In that absence, most ebooks will quickly garner rave reviews from the authors' friends. People will learn to mistrust them, and everything will remain unchanged.
Apr 29, 16:36 by Dennis McCunney
Aside from the other issues affecting the use of ebooks, consider format.

Project Gutenberg does splendid work, but until recently, offerings were plain ASCII text only. It could be read on just about anything, but you gave up fonts, text attributes, and illustrations.

Various electronic publishers have attempted to change this. I read ebooks on a PalmOS PDA. Peanut Press (later Palm Digital Media, and now came up with Palm Markup Language, and a reader now known as eReader that displayed PML formatted texts. MobiPocket has something similar, as well as TomeRaider, which handles very large files. Adobe PDFs are also used, but you have problems if the device you are reading on isn't a PC. (Adobe's own reader for PalmOS leaves a lot to be desired. I use Henk Jonas' PalmPDF, an free, open source product based on the XPDF library for the purpose.)

The International Digital Publishing Forum (formerly the Open eBook Forum), is attempting to create an open ebook spec to address this, but I have yet to see any eBooks actually using it. The sample eBook they provide in thier format displays fine in Firefox on my PC, but crashes the browser on my PDA.

So depending upon what eBooks I want to read, I may have to maintain several different ebook readers, and remember which book is in which format

In my case, I sidestep the issue. I get content in HTML format, form Project Gutenberg and places like the Baen Free Library, and convert the HTML to Plucker format for reading on my PDA. I want content I can download once and read anywhere using any device, and HTML is closest to that goal.

With paper books, I don't have to worry about having the needed tools to be able to read the books. Publishers concentrate on competing for content, and don't also worry about winning converts to thier format.

Ebooks are out there, and use is growing. But publishers still have to overcome issues of format, pricing, and exactly what the reader will use to view them. there have been a couple of attempts at dedicated ebook readers, and Sony has a new one out, but we aren't there yet. I use a PDA because I want the device to do other things besides display electronic texts.

Nor do I expect paper books to go away. One book I recently finished I actually read in electronic form, though I have the hardcover trade edition. My PDA fits in a pocket, and currently holds about 2,400 books among other things. My paper library isn't as portable.
May 4, 10:58 by Stephen Fritter
Amazon.Com has recently announced the purchase of Mobipocket. My biggest concern with Ebooks has been the possibility that in the future I might not be able to access Ebooks I have purchased in the past because of licensing and compatiblity issues. There is at least one book in my Fictionwise account that I can no longer download because I do not use the device for which it was registered. Fictionwise says this is a special case issue involving one former distributor but it is cause for concern. Hopefully the Amazon acquisition is a good sign that my books will be compatible with future devices - even non-PDA devices.

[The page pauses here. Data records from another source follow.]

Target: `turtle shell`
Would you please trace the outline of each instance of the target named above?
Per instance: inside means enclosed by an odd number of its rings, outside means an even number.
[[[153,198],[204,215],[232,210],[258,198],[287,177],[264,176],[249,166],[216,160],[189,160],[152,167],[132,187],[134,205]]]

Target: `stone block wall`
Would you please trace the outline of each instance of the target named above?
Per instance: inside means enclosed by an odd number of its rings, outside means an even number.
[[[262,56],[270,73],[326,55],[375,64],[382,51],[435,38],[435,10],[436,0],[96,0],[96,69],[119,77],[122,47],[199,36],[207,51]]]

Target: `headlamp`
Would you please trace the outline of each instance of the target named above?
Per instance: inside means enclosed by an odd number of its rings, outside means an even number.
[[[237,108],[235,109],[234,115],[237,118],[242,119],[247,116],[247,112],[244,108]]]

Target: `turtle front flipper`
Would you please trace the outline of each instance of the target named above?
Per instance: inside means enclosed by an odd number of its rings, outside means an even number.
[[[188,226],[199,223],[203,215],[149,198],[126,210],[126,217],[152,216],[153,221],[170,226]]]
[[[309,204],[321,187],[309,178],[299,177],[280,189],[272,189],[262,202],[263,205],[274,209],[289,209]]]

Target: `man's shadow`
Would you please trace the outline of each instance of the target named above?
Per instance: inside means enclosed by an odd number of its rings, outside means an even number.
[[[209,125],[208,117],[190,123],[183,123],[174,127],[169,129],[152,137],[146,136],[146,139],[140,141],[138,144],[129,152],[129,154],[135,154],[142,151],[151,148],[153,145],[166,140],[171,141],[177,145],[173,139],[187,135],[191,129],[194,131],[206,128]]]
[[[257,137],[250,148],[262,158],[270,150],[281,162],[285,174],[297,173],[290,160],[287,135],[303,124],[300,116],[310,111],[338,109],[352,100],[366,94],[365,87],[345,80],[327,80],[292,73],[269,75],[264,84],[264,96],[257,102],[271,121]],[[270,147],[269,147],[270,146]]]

I don't think the importance of a good editor can be underestimated. Factual errors, grammatical errors, and authorial eccentricities can completely destroy the bond one makes with an otherwise quality book. Mostly Ebook author Darrell Bain, for instance, is a good editor away from being a terrific author.
May 5, 10:24 by Bluejack
Look for a consolidation in the ebook world on the "open ebook format" -- although it is not really "open" in the traditional open source sense of the term, and it the group developing it are not doing so in accordance with accepted practice for standards committees, the field so desperately needs something that will work ubiquitously that this format stands an excellent chance of finding common ground between PDF (Adobe is one of the main players in open ebook) and the lighter weight formats currently in use by various handheld manufacturers.